‘MENINO DO PÃO’ É IMPEDIDO DE VENDER PÃES FEITOS PELA MÃE APÓS DENÚNCIA ANÔNIMA AO CONSELHO TUTELAR

Kauan, de 14 anos, conhecido como o “Menino do Pão” em Itapeva, interior de São Paulo, foi proibido de vender pães caseiros após uma denúncia anônima ao Conselho Tutelar.
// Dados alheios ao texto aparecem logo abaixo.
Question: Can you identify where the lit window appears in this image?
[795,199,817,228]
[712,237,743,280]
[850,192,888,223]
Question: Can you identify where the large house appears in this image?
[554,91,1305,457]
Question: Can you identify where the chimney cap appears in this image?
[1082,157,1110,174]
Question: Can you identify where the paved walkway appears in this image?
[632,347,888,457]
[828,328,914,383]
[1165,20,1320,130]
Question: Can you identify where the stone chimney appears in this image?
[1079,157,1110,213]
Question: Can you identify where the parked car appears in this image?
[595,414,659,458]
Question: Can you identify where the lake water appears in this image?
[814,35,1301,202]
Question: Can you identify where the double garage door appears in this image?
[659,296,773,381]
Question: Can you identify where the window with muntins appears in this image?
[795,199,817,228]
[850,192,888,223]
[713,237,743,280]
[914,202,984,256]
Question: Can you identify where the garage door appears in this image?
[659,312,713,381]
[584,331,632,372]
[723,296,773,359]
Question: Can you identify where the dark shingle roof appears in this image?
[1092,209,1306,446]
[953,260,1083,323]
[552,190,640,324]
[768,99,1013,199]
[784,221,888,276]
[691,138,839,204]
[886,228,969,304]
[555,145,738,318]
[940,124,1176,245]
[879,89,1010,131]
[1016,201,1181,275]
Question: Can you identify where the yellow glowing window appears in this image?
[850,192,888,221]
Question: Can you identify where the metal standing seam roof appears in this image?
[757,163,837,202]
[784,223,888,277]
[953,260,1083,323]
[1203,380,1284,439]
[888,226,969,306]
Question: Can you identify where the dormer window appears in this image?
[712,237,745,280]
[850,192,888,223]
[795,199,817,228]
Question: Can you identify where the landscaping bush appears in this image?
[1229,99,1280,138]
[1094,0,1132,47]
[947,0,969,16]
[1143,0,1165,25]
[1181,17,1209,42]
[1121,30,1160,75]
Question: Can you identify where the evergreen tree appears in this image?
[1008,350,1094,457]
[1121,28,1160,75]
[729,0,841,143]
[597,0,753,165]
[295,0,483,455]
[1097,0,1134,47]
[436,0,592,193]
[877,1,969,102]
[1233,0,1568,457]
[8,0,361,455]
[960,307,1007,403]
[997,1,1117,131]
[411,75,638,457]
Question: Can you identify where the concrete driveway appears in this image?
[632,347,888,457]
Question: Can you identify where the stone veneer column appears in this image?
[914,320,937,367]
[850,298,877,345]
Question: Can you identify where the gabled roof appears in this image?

A decisão, baseada no Estatuto da Criança e do Adolescente (ECA), que veta trabalho para menores de 16 anos, gerou comoção nas redes sociais e debates sobre trabalho infantil e vulnerabilidade social. A venda do produto não atrapalhava os estudos do jovem vendedor.

Kauan ajudava a mãe, diarista, na produção e venda de pães para sustentar a família, onde o pai enfrenta desemprego. Ele conciliava a atividade com os estudos, mantendo boas notas. O Conselho Tutelar, após a denúncia, determinou a interrupção imediata, alegando proteção contra exploração. “Nosso dever é garantir que crianças priorizem educação e lazer”, afirmou uma conselheira ao Portal 96 FM.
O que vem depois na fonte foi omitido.